The district court in R.F.M.A.S., Inc. v. Mimi So, 619 F. Supp. 2d 39, 58-59 (S.D.N.Y. 2009) reconfirmed that jewelry collections, whether thematically related or not, may be registered as a single work:
Jewelry collections are eligible to be registered in a single work registration. This issue was recently discussed in Castaneda, where the defendants sought to invalidate the plaintiff’s registration for a jewelry collection on the same grounds as those offered by the So Defendants. There the court held:
[J]ewelry collections properly fall under the category of single work registrations rather than group registrations…. [A] single work registration for a published work covers “all copyrightable elements that are otherwise recognizable as self-contained works, that are included in a single unit of publication, and in which the copyright claimant is the same.” In this case, a collection of jewelry — usually a set of pieces thematically related and released for sale at the same time — can be deemed a single unit of publication.
Yurman Studio, Inc. v. Castaneda, 591 F. Supp. 2d 471, 492 (S.D.N.Y. 2008) (footnotes omitted).While Castaneda states that a collection of jewelry is “usually a set of pieces thematically related and released for sale at the same time,” id. (emphasis added), there is no requirement that the pieces must be thematically related.
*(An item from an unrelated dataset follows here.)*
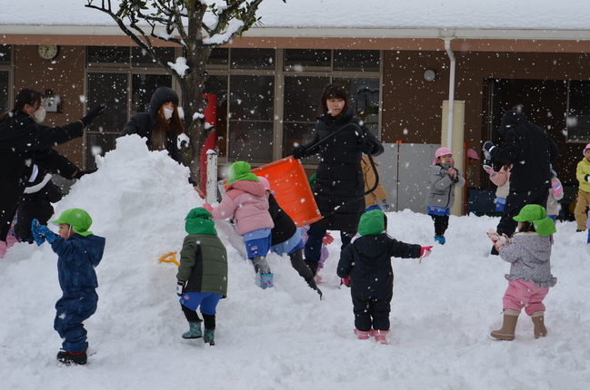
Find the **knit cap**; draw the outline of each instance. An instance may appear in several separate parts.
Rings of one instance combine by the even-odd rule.
[[[538,204],[527,204],[521,209],[514,219],[517,222],[533,222],[535,230],[541,236],[549,236],[557,231],[553,219],[545,218],[547,211]]]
Rather, 37 CFR Section 202.3(b)(4) requires only that: (1) all copyrightable elements must be otherwise recognizable as self-contained works; (2) the items must be included in a single unit of publication; and (3) the copyright claimant must be the same. See Kay Berry, Inc. v. Taylor Gifts, Inc., 421 F.3d 199, 205 (3d Cir. Pa. 2005) (“The single work registration regulation is silent on whether the individual, self-contained elements of the ‘single work’ be ‘related’ in order to be registered. Instead, single work registration requires, in the case of published works, that all of the self-contained works be ‘included in a single unit of publication’ and share the same copyright claimant.”).
The case is Chan Luu Inc., v. Brandshare, Inc. dba Victoria Emerson, et al., 13-CV-8210 (C.D. Cal. 2013).